Complicated migraine
Complicated migraine is characterized by attacks in which neurologic symptoms last for the entire headache, for several days or weeks, or in some cases leave a permanent neurologic deficit.
Ophthalmoplegic migraine is rare and most often seen in children and young adults.
It may affect the third (most common), fourth, or sixth cranial nerves.
Hemiplegic migraine is characterized by motor and sensory symptoms that are unilateral and last longer than the headache itself. Complete recovery may take weeks; permanent weakness can occur after multiple attacks.

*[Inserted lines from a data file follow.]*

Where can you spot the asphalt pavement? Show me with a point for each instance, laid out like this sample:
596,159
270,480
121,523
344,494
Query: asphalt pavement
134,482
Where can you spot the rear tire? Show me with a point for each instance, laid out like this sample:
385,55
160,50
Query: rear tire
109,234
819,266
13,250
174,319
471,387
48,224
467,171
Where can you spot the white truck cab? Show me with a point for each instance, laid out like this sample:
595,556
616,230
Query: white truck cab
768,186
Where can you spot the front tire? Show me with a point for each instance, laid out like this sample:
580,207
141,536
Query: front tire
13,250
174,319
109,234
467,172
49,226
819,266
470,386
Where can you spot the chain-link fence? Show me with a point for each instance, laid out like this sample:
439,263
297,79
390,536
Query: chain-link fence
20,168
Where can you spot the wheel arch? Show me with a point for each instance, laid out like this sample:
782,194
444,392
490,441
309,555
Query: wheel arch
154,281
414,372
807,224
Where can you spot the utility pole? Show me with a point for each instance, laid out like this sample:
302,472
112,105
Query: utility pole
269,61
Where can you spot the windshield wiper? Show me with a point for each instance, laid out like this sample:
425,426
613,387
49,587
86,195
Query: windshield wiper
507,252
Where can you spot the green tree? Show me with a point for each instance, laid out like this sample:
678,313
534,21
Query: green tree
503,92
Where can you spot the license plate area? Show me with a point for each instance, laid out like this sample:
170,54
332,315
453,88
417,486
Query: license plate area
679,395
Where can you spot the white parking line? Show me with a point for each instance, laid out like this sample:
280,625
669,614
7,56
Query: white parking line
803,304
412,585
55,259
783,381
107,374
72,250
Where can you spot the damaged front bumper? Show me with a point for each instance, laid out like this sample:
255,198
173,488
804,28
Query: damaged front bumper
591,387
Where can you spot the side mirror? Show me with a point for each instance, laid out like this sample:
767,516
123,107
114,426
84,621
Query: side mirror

Basilar artery migraine predominantly affects young women and children. Symptoms may include any combination of vertigo, diplopia, tinnitus, ataxia, and altered consciousness. Visual symptoms may be difficult to distinguish from a classic migraine aura, although basilar artery migraine is more likely to affect both visual fields.
Diagnosis
The diagnosis of migraine is clinical, based upon a history and physical examination consistent with the criteria listed above. The neurologic examination should be normal. Indications for brain imaging included and discussed in (DFH-GEN-2) in Section I.
Precipitating factors
Migraine headaches may be precipitated by stress, worry, menstruation, oral contraceptives, excess exertion, fatigue, lack of sleep, hunger, head trauma, and certain foods and beverages containing nitrites, glutamate, aspartate, tyramine, and possibly other unidentified chemicals (See Table 2).
Certain medications and compounds may also precipitate a migraine attack, including excessive vitamin A, nitroglycerin, histamine, reserpine, estrogens, corticosteroid withdrawal, hydralazine, perfumes, smoke, and certain organic solvents with pungent odors.